Unlike Dylan, he embraced the hippie movement, and his songs reflected that. As great as they are, songs like "Sunshine Superman," "Atlantis," "Hurdy Gurdy Man," "Mellow Yellow," "Jennifer Juniper" and "Season of the Witch" are some of the most hippie-dippy things released in the '60s--and that's saying an awful lot.
But by the early '70s, the hits started drying up. He kept at it, releasing albums throughout the '70s and into the '80s, but nobody seemed to notice. In 1984, after the release of Lady of the Stars, he went on an extended hiatus during which he raised a family and focused on visual arts.

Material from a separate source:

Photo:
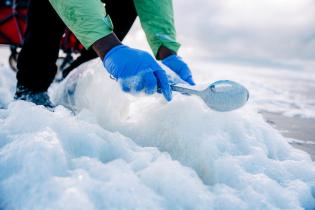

That break came to an end in 1996, when Rick Rubin attempted to revitalize his career à la Johnny Cash by producing what was intended to be his comeback album, Sutras. Though the album--with a return to the sound of his earlier, acoustic work--got some decent reviews, the intended comeback didn't happen. It would be another eight years before another proper Donovan album.
That would be 2004's Beat Café, an album recorded with a small combo including drummer Jim Keltner, Danny Thompson on upright bass and John Chelew on keyboards. (Chelew also produced the album.) While it may not have set the charts on fire, Beat Café was almost universally praised as the best work Donovan had done since the '60s. His songwriting was more mature but still retained the wide-eyed optimism that has always been one of his strengths. And last year, Donovan performed at the South by Southwest Music Conference, in Austin, in a performance that earned rave reviews. After that, he reportedly cancelled a U.K. tour due to poor health, but it appears he's doing better these days, as he'll bring his extensive catalog of songs to town this week.
An added bonus: The show's opener is Al Stewart, a fellow Scot whose career parallels Donovan's in certain ways. The singer-songwriter scored huge hits with "Year of the Cat" and "Time Passages" in the '70s, but was then effectively banned from releasing new material for several years due to a contract dispute. By the time he was again able to record, it seemed his creativity had run dry; 1984's Russians and Americans, the first of several albums he's released since, was a flop both commercially and artistically. But in 2005, he released A Beach Full of Shells, his first U.S. album in a decade, and it earned critical accolades, if not commercial ones.
Donovan performs a solo acoustic show on Saturday, Feb. 9, at the Fox Tucson Theatre, 17 W. Congress St. Al Stewart opens at 8 p.m. Advance tickets are available for $32.50 and $45 at the Fox Web site and the Live Nation Web site. To charge by phone, call 547-3040.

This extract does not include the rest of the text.